Ручей катился к реке по распадку, и уклон был виден на глаз. Вода, где бурлила меж крупных каменюк, а где переводила дух по небольшим тихим плескам. Толпились на берегах курчавые жесткие заросли узловатой ольхи да мелкого ивняка ростом от колена до пояса. Мушка стремительно пропрыгала по гребням струи и, успокаиваясь, выплыла на улово — тут же раздался негромкий звук: ббуль... На месте мушки возникла небольшая воронка, и кто-то настойчиво дернул удилище у Гладкова из рук. От неожиданности он хватил на себя — обрывок лесы серебристо заиграл в воздухе. Что такое, это — хариус?.. Пришлось привязать новую обманку и поводок потолще! Ее оторвала вторая рыбина уже в воздухе: Константин Михайлович подсек, с усилием выдрал ее из воды, но не сумел сразу принять на грудь, промахнулся. Хариус величиной с домашний шлепанец и какой-то неоживленно темный бурно закувыркался на лету, обдавая мелкими брызгами и запахом свежести, промелькнул мимо лица и громко плюхнулся назад в ручей.

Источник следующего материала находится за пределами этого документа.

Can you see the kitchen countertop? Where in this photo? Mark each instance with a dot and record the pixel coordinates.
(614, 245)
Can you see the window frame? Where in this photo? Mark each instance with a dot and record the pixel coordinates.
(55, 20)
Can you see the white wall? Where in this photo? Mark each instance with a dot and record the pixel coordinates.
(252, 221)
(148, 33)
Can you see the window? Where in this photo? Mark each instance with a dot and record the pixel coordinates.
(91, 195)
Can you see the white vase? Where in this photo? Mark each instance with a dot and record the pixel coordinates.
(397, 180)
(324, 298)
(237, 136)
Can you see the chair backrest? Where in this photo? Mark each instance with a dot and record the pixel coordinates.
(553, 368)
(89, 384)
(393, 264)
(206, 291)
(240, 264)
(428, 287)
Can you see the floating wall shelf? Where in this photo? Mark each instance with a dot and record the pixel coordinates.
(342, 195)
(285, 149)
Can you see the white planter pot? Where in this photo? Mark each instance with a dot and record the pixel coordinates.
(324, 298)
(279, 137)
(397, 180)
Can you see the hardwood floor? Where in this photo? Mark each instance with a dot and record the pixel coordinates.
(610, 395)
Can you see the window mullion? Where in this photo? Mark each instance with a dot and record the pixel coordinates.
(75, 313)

Дрожь в руках у Гладкова вдруг стихла, он проговорил вслух с холодной яростью: «Ну, хорошо. Но заметьте: я этого не хотел»... Присел у воды и быстро привязал допотопную муху-подарок... Хариусы брали ее безотказно на каждом тихом омутке — три, четыре — и меняй место. Сходов почти не было. И какие хариусы! В известной Гладкову классификации: «брызгунчик», «белячок», «добрый», «крупняк» — эти, конечно, относились к высшей категории, название которой Константин Михайлович раньше лишь знал по разговорам, — «черныши». У них были темные спины и общий тон чешуи явно отдавал в фиолетово-чернильный, совершенно необычный для глаза. Никакой игры обманкой не требовалось: заброс на середку, можно слегка протащить по поверхности на себя... Ббуль! Вот тебе и «дедовское орудие»! Очевидное — невероятное!
Вечером на стане Паша потрошил и укладывал присоленную рыбу в толстый полиэтиленовый мешок (Константин Михайлович этого занятия не любил, а Прохорчук с удовольствием возился с кострами, посолкой, варевом каш). Руки в чешуе и рыбьей сукровице, а сам приговаривает: «Во, еще лапоток до-обренький. А мы его сейчай — р-раз! И в мешок». Иногда со снисходительной улыбкой бросал: «А ты, Коскянькин, все квасился, все чото не по нраву было, а? Я же говорил: не пожалеешь. Кто эти края повидал — на всю жизнь. Жаль, хорошими фотокарточками никак не обзаведусь. Раз так же, как тебя, сманил с собой Колова Женьку, он в этом деле профессионал, а в тайге, наверное, впервой. Ну и че? Тоже сперва выражал недовольство, свет ему, видите ли, все не подходил, да». «Я же говорю: кислый...» «Не, после, в городе, целый альбом подарил — в походе наснимал. Ха-ха-ха! Если ему верить, мы на реке только и делали, что жрали: или у котелка, или с ложкой в руке. Явно искаженная картина получилась».
Да, хариусы в ручье были прекрасны. Но... Вспоминая вечером первую рыбалку, Константин Михайлович, к собственному удивлению, не обнаружил в себе бурной радости, ощущения посетившего счастья. Более того, мог бы побиться об заклад, что на Его речке успех переживался и ярче, и сильнее, хотя хариусы были несопоставимо мельче. Уж больно незамысловато они тут давались, эти черныши... И вообще, нужен был таймень. Таймень был нужен — подлинная мечта истого рыболова!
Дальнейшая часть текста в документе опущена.